Sketchy lines for the professionally social

Once upon a time, professional networking happened after hours while sipping an aperitif or while swinging your golf clubs at a charity event.  Putting together your professional image in the privacy of your personal space before shaking hands with prospects or clients will soon be a thing of the past.  Image used to be everything.  But now, with the explosion of Facebook, they’ve all seen you in a messy tube top holding both ends of a beer bong.

Facebook and other social media sites have blurred the lines between personal and professional.  It’s a strange tangle of ‘friends’ that you retain and it can be impossible to tell where one begins and the other ends.  Times have definitely changed—and the shift continues at a monumental rate.  For the new generations it will be all they know.  The idea of an archaic professional image (that some of us continue to cling to) will be as important to them as an eight-track cassette of The Bay City Rollers—or as necessary as a pen.

The surest way to maintain your individual professional image is to show it to everyone.  While that may take care of you as an individual, what does that mean for your business?  As you move your company out into the social stream, the course of your professional actions are now muddied in a personal dance with your consumers—while the whole world watches.  Gone are the days where you could interact one-to-one and if you gave a less than stellar customer service performance to one individual, then you had the opportunity to make amends before it snowballed out of control.  Negative publicity was word of mouth.  Now, your lurking prospects , customers, and stakeholders can see it with their own eyes.  You start with the out-of-control snowball—and you must work backward and quickly melt it back down to nothing.  You must make amends to the whole world—not just one unhappy customer.
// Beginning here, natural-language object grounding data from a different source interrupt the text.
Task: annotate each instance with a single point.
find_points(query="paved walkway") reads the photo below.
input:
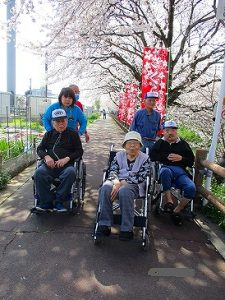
(53, 256)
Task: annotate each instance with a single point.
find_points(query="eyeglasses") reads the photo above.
(135, 143)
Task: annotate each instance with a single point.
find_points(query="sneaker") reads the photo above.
(60, 207)
(103, 230)
(126, 235)
(44, 207)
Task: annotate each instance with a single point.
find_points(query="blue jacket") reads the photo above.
(147, 124)
(74, 114)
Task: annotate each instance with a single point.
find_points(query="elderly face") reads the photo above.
(132, 147)
(66, 101)
(150, 103)
(60, 125)
(170, 134)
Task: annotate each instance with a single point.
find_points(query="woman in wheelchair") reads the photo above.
(175, 155)
(128, 169)
(58, 149)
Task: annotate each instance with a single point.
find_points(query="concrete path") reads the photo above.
(52, 257)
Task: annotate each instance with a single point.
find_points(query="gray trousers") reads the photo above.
(126, 196)
(44, 177)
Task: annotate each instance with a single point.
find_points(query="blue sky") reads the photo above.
(28, 65)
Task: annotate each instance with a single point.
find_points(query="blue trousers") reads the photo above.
(44, 177)
(126, 196)
(173, 176)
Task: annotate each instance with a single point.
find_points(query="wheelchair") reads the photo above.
(75, 198)
(157, 197)
(142, 207)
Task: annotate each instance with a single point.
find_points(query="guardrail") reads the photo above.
(202, 165)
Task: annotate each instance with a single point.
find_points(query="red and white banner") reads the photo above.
(131, 99)
(154, 76)
(122, 114)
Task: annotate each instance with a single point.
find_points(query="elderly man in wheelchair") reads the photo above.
(58, 150)
(174, 155)
(128, 169)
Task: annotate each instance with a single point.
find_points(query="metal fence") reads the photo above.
(16, 134)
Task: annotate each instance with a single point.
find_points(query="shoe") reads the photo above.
(168, 207)
(60, 207)
(103, 230)
(44, 207)
(177, 219)
(126, 235)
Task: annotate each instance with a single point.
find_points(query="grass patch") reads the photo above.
(4, 179)
(189, 135)
(11, 149)
(23, 124)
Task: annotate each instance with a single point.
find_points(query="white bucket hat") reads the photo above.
(132, 135)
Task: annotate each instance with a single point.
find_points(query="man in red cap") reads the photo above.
(76, 90)
(147, 121)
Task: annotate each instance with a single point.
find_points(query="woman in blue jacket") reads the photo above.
(76, 118)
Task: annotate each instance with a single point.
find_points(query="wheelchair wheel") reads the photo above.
(145, 243)
(157, 209)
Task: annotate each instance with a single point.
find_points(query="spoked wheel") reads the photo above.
(145, 244)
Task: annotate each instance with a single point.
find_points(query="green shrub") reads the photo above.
(4, 179)
(15, 148)
(213, 212)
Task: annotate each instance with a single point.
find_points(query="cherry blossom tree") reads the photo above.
(102, 41)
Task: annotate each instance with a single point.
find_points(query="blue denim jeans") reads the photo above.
(174, 176)
(126, 196)
(44, 177)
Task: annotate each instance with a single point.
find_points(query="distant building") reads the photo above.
(4, 104)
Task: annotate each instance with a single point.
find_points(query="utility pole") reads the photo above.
(11, 57)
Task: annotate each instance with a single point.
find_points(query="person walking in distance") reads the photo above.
(146, 121)
(76, 90)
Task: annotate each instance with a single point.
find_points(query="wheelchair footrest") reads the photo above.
(139, 221)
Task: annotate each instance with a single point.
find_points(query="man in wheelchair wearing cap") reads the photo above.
(58, 150)
(175, 155)
(128, 169)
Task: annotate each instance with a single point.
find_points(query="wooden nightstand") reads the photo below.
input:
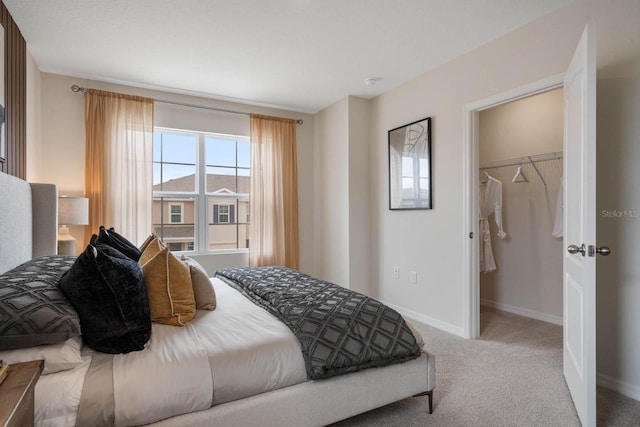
(16, 394)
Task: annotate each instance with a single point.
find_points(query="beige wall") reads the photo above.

The positive in this—and yes, there is one there—is that this new age of social networking will keep you honest.  It will tighten and hone your professional customer service techniques so that each customer or prospect you deal with will be given the same courtesy and attention to detail as the next.  It’s a win—win.  To help you bridge this gap will be a great social strategist (hi, nice to meet you) that will coach and navigate for you, gently pushing you forward, building your brand up in front of the social eyes of your consumers, and helping you to organize yourself in front of your waiting audience.  Make no mistake—it is important that you be there.  Everyone is there.  You’re already conspicuous with your absence.  If you don’t steer your social reputation, your unhappy customers, disgruntled employees and crazy ex-wife will.

Now, as an individual, you’re completely on your own.  It’s possible that nobody will be watching you.  Maybe the only interaction you will have is on your birthday when your mom posts the obligatory “happy birthday” on your Facebook wall.  I can’t help you with that.

~uberscribbler

2 Comments

Filed under Social Media

2 responses to “Sketchy lines for the professionally social

  1. You’re right on target. We reach lots of people through facebook & the rest, but we pay for it with endless trite and triviality- the almost inevitable emoticon… the goal of adding and being added as a ‘friend’, often just to post pictures of loved ones and the never-ending supply of ‘great’ quotations.

    • Yes, but there is value in building a community of like-minded friends. Providing you’re not just friend collecting to spew your spam—-having a platform of reach is vital in today’s socially technological world. Eat or be eaten my friend.